Superseding the first two quarters of 2022, only three (0.26 percent) out of the 1174 funds achieved top quartile returns over three years to the end of Q3 2022. This is the lowest proportion of funds recorded since the survey began in 2008 and follows the previous record lows set in Q1 2022 with five funds (0.45 percent) and four funds (0.35 percent) in Q2 2022, which consistently achieved top quartile returns.

The three funds achieving top quartile performance in this quarter were each from different IA sectors, Waverton Global Strategic Bond (IA Mixed Bond), Wellington Climate Strategy (IA Global Equity) and Liontrust UK Micro Cap Fund (IA UK Smaller Companies). These top funds differ to those achieving top quartile returns in the previous quarters, showing that there is no trend of note and that the dominance of one style of investing, such as growth or value, reflects a narrow market.

Lowering the consistency rate to above median returns in each of the last three 12-month periods, saw a marginal uptick this quarter, with 60 (5.1%) out of the 1174 funds reaching this feat compared with 58 in the previous quarter. Of the 12 main IA sectors, 11 contained funds that met the less demanding above median consistency hurdle. The most consistent sector on this measure was the IA £ Strategic Bond sector with 12.2 percent, followed by IA UK Smaller Companies with 10.6 percent. On the flipside, the UK Equity Income sector failed to have any funds that met top or median quartile returns this quarter.

A tough time continues for UK assets

In the third quarter of 2022, 22 of the 52 IA sectors made positive ground, the strong dollar was a key factor in this with the vast majority of the top performing sectors being in USD Bond, Global Equity linked or Emerging Markets.

Against the backdrop of recent market volatility and subsequent sell-off, the bottom four worst performing sectors were UK assets, either in Gilts, Corporate Bonds or Equity. All UK equity sectors fell in Q3 2022 with the IA UK All Companies sector down 5.1 percent, IA UK Smaller Companies sector was at the bottom of the table for UK equities overall, returning -9.3 percent while the IA UK Equity Income sector fell 6.4 percent. It was not a pretty quarter for UK bonds, the IA UK Index Linked Gilt sector fell 13.1 percent, having already dropped -20.2 percent in Q2 of this year. The IA UK Gilt sector was close behind falling 12.6 percent with the IA Corporate Bond sector falling 9.4 percent. 

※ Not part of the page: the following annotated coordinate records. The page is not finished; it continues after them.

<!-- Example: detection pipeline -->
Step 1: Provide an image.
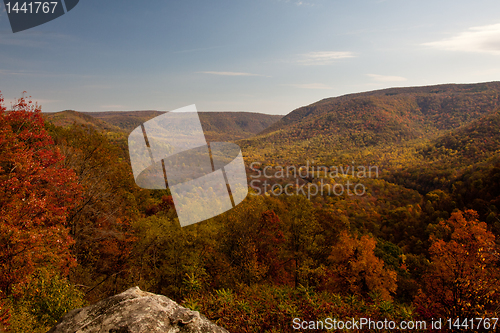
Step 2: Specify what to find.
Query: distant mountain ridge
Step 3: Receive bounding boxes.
[44,110,283,141]
[239,82,500,162]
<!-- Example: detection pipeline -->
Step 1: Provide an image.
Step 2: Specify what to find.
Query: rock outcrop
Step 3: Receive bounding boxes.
[48,287,228,333]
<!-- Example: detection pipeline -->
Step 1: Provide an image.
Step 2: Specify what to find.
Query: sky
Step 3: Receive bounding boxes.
[0,0,500,114]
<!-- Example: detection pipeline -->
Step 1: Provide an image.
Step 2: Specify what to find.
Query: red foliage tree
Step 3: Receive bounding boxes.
[0,95,80,296]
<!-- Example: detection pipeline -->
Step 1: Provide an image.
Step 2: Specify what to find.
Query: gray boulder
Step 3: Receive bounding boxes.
[48,287,228,333]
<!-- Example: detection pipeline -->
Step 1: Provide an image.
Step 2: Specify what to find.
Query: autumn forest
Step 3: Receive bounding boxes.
[0,82,500,333]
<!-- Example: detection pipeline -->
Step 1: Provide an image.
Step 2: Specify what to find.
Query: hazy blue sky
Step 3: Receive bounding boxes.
[0,0,500,114]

Source: Lipper 30.6.22 to 30.9.22

Kelly Prior, Investment Manager in the Multi-Manager People team at Columbia Threadneedle Investments, comments: “Following the volatility of last quarter, concerns over financial market stability and the UK Government announcing fiscal policy measures triggering a severe negative reaction in financial markets, it is not surprising we have reached another record low in performance this quarter. The intervention of the Bank of England saved worse blushes, but there is definitely work to do to get back some faith in UK assets from here, with Sterling being the most visible and liquid reflection of this. It has been an exceptionally unusual year with quantitative easing coming to an end and the arrival of inflation, alongside the change in rhetoric from the world central banks from accommodative to tightening. There is likely to be more volatility going forward and, much like the recent past, consistency versus the average is likely to remain low. This is a rolling three-year statistic and we are currently in the eye of the storm of change.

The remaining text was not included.